Я прячу рюкзак с одеждой в кусты, обращаюсь в некрупного медведя, скорее в медвежонка-подростка, протыкаю когтями рыбину и топаю к ущелью. Немного неудобно в теле неуклюжего медведя, всё же я привык к волчьим повадкам.
Осторожно спускаюсь по скользким острым и влажным скалам вниз, держа в зубах рыбину. Её запах будоражит меня, хочется её слопать, ведь я ещё не завтракал сегодня. Но я сдерживаюсь – потом мне самому будет противно от сырой рыбы, ну, и я обещал Штефану.
Забираюсь на широкий камень близ воды, тут самое узкое место в теснине, скалы острыми выступами чуть ли не упираются друг в друга. Если мне оттолкнуться как следует, то вполне могу перепрыгнуть на другой берег прямо на этот пешеходный железный мостик, опоясывающий скалы. Вода с голубоватым оттенком, бурлит на порогах, пенится, от неё поднимаются пары и брызги. Через минуту моя шерстка уже увлажняется.
Сажусь мохнатой попкой на холодный камень, упираюсь пятками задних лап друг в друга, образуя круг, и выплевываю изо рта рыбину внутрь кольца, чтобы она не соскользнула в реку. Жду Штефана и его группу. Интересно, сколько сейчас времени? Ведь я оставил смартфон дома. Прикольно было б, если бы я его взял с собой. Сидел бы сейчас, играл бы в «три в ряд». Такой продвинутый мишка.
Туман красивыми завитками клубится над бурливой рекой, узкой и мелкой, что вполне её можно назвать ручьем. Начинаю подвывать, эхо подхватывает мое рычание и, отражаясь от гладких скал, разносит по ущелью. Искажает и троекратно усиливает. Даже сам ежусь. Одному тут немного не по себе, не просто так же это место прозвали ущельем духов. Кто знает, может быть, они на самом деле существуют – притаились и ждут, недаром же зверь редко сюда заходит, птица не залетает, и рыба старается не попадать в это русло. Одни неразумные люди прутся в это ущелье для острых ощущений, и я такой же глупый.
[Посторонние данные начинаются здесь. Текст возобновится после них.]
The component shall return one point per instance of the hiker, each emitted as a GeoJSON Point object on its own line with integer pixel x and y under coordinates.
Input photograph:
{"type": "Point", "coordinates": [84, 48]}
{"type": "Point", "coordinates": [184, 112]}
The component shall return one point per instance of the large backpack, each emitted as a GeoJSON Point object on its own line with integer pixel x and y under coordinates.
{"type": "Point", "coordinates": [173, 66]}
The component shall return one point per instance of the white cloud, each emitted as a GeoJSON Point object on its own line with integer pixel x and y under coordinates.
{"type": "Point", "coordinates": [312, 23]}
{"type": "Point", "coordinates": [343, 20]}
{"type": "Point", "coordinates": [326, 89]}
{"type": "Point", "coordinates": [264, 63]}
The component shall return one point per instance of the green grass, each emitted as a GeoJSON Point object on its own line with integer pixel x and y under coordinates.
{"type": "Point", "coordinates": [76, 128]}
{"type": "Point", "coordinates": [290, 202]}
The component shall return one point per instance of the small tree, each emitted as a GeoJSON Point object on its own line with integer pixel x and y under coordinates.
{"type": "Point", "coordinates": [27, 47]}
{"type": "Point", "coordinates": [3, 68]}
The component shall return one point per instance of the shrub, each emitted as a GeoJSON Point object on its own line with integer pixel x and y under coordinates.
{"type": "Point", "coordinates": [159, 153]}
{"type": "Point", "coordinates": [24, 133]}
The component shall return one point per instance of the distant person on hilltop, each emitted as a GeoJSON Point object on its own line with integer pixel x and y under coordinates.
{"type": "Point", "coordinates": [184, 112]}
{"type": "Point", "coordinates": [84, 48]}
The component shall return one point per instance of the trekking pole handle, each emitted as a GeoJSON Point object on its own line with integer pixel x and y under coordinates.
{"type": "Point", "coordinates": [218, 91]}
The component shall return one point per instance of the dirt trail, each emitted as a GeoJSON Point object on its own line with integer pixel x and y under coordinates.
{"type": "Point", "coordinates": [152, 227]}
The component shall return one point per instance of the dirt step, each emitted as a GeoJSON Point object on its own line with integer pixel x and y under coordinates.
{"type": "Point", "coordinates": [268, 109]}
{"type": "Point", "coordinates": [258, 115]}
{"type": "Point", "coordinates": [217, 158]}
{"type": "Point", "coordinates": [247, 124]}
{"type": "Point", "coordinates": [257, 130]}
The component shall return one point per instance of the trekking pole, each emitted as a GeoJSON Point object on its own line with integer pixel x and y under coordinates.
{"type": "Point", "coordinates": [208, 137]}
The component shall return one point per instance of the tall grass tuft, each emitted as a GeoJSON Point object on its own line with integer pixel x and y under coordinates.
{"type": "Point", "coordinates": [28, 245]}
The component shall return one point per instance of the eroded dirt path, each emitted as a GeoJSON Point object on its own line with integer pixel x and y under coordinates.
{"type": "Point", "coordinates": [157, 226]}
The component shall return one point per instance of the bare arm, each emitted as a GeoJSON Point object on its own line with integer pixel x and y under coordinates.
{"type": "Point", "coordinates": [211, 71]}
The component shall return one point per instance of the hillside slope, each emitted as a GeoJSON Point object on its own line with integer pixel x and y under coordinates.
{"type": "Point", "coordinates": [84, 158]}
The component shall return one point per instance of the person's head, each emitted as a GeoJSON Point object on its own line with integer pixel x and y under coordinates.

Вдруг я слышу человеческие голоса и топот ног по железному сетчатому мостику… приближаются. Поднимаюсь на лапы, протыкаю когтями рыбину, нагибаюсь к реке и сую её в воду, жду, когда глупые туристы подойдут поближе и увидят меня. Слышу радостные восклицания и крики – наконец-то заметили меня, ухмыляюсь, но не поднимаю голову, будто я занят важным делом. Вожу лапой с рыбиной под водой, словно и, правда, занимаюсь ловлей; в какой-то момент я так заигрался, что бурлящая волна чуть не сняла скумбрию с моих когтей; и вот я под восторженные вопли зрителей вытаскиваю свой улов. Хватаю обеими лапами и начинаю трясти, будто рыбка пытается вырваться. Трепещется её хвост как живой, обдавая меня брызгами. От этого народ ещё больше приходит в восторг, начинают щелкать камерами.
Блин, этого я не учел. Не хватало мне ещё попасть в новостные ленты. Поднимаю голову на людей и испуганно пячусь, будто только сейчас их заметил. Вижу Штефана, он, видимо, тоже понял косяк с фотками, просит не пугать медведя камерами. Я поворачиваюсь к народу мохнатой попкой и, виляя коротким хвостиком, забиваюсь в широкую щель в скале. Надеюсь, морская рыбина целиком не попала в кадр, я закрыл её лапами.
Штефан приглашает туристов последовать дальше по маршруту, но народ не спешит уходить, ждут, когда я вновь покажусь. Думают, что они в безопасности. Я отрываю рыбий хвост и бросаю остальную рыбину в расщелину, выползаю снова на камень. Из моей сомкнутой пасти торчит рыбий хвост, я двигаю челюстями, и плавники трепещут, будто рыбка ещё живая и я её заживо поедаю. Встаю на задние лапы, поднимаю передние и издаю угрожающий рык, не разжимая челюсти. Народ ахает, и в страхе отступает от поручней. Начинается суматоха. Кто-то бежит назад, кто-то наоборот вперед по железному мостику. У одного туриста слетает фотоаппарат и летит в реку, со смачным хлопком разбивается о камни. Жаль, дорогая, наверное, камера.
– Идемте, идемте, не нужно пугать медведя, а то он может проявить агрессию, – кричит дрожащим голосом Штефан. То ли сам реально испугался меня, то ли наигрывает, но как правдоподобно. – Скорее вперед по тропе!
Но народ слишком напуган, чтобы внимать голосу разума, они все на панике.
В итоге я опять забираюсь в расщелину, чтобы дать людям прийти в себя. Слышу, как Штефан пытается собрать всех туристов и увести их от меня. Для развлечения, я, то шебуршу чем-нибудь в укрытии, чтобы немного попугать их, то высовываю лапу наружу.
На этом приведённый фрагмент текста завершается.